The thought of letting any of the kids out of my sight is now terrifying. Erik and Jamieson went to the final event of his Lego club Saturday morning, a big open house and competition. When I got there and saw a police car parked by the entrance I felt relieved that someone there could keep all the kids safe. Then the squad car drove away and I wondered if the dads manning the entrances really knew what they were doing. Sunday morning during church, William got squirmy and I was about to take him to the nursery, but I just couldn't. I wanted to hold him and listen to Pastor try to assure us that God really is in control, not worry about who might be coming in to the building and walking down the hall. In the morning, every parent in America has to let their child go to school and trust that it will be okay. We will see them again. We will serve snacks and dinner, and do homework and argue over how much computer time is okay and read to them and tuck them in with a kiss. Please, God. Please bring home safely. Every last child.

I will take Erik to school. I will not drop him off in the car line. I will walk him to the classroom. I will give him a hug. I will exchange glances with other moms that say we will be praying for all of them all day. I will try to fill my day with business so I can stand the wait till he comes home. I will pray and pray and pray. I will pray God protects my child. I will pray God gives his teachers wisdom and courage. I will pray for the peace of the families grieving right now. I will pray that God gives me peace, too, because I  know that He loves all these children more than even moms and dads. I know they really belong to Him.
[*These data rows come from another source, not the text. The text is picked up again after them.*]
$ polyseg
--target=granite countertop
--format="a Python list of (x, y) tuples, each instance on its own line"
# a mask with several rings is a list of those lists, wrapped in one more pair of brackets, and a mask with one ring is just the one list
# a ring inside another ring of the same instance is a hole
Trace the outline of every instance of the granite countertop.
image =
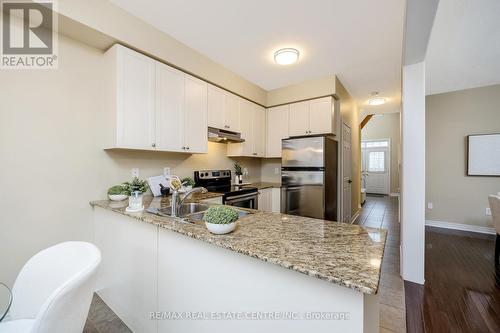
[[(197, 194), (192, 200), (207, 199), (210, 195), (213, 194)], [(177, 218), (146, 211), (126, 213), (127, 201), (100, 200), (90, 204), (362, 293), (378, 291), (387, 235), (383, 229), (252, 211), (239, 220), (234, 232), (213, 235), (203, 225)], [(144, 204), (168, 206), (170, 197), (145, 197)]]
[(281, 188), (281, 183), (272, 183), (272, 182), (253, 182), (247, 186), (257, 187), (259, 190), (263, 190), (265, 188)]

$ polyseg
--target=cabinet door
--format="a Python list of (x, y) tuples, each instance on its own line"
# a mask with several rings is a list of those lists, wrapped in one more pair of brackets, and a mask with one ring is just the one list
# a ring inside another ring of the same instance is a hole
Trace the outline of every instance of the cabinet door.
[(272, 211), (272, 189), (271, 188), (265, 188), (265, 189), (259, 190), (258, 205), (259, 205), (259, 207), (258, 207), (259, 210), (262, 210), (264, 212)]
[(245, 139), (245, 142), (241, 143), (242, 156), (253, 156), (254, 153), (253, 117), (253, 104), (240, 100), (241, 137)]
[(331, 97), (309, 101), (310, 134), (333, 133), (333, 104)]
[(225, 123), (224, 129), (233, 132), (240, 131), (240, 99), (231, 93), (226, 93), (225, 98)]
[(281, 157), (281, 140), (288, 137), (289, 109), (289, 105), (267, 109), (266, 157)]
[(289, 113), (290, 136), (309, 134), (309, 102), (299, 102), (290, 104)]
[(208, 151), (207, 83), (190, 75), (185, 78), (184, 145), (190, 153)]
[(184, 146), (184, 73), (156, 63), (156, 149)]
[(266, 109), (255, 104), (253, 107), (253, 156), (264, 157), (266, 155)]
[(225, 93), (222, 89), (208, 85), (208, 126), (224, 128)]
[(154, 149), (155, 61), (126, 48), (117, 56), (117, 146)]

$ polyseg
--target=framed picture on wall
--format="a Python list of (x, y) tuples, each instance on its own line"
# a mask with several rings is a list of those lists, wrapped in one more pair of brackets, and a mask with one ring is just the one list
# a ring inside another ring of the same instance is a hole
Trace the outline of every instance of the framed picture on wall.
[(467, 175), (500, 177), (500, 133), (467, 136)]

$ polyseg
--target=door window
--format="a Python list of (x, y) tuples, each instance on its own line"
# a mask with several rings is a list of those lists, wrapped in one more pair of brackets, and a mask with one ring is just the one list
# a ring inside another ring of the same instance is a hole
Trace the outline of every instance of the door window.
[(385, 151), (368, 153), (368, 172), (385, 172)]

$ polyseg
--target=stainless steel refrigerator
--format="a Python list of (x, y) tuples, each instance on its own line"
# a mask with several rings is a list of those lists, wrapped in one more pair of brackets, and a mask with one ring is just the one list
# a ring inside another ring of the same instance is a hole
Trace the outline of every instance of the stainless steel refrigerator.
[(338, 221), (337, 147), (332, 136), (282, 141), (282, 213)]

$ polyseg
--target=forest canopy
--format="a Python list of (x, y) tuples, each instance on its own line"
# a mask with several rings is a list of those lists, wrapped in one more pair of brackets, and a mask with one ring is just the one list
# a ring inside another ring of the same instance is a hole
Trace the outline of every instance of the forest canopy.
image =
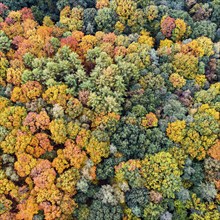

I also know that He gave them to us to take care of. We love them. I love my children more than my very own life. And I do not want to give them up. Ever. Please, God, help us all.


1 comment:

  1. So well written, as always. I feel the exact same way. I honestly didn't want to let them go this morning. Knowing not even the smallest child is really safe from the evils of this world. My heart is breaking for those families. And I can't stop weeping. There were SO many extra hugs and kisses over the weekend. Sometimes I would just sit and stare at them. So sweet. So innocent. Giddy with holiday excitement. I am lucky and blessed beyond words.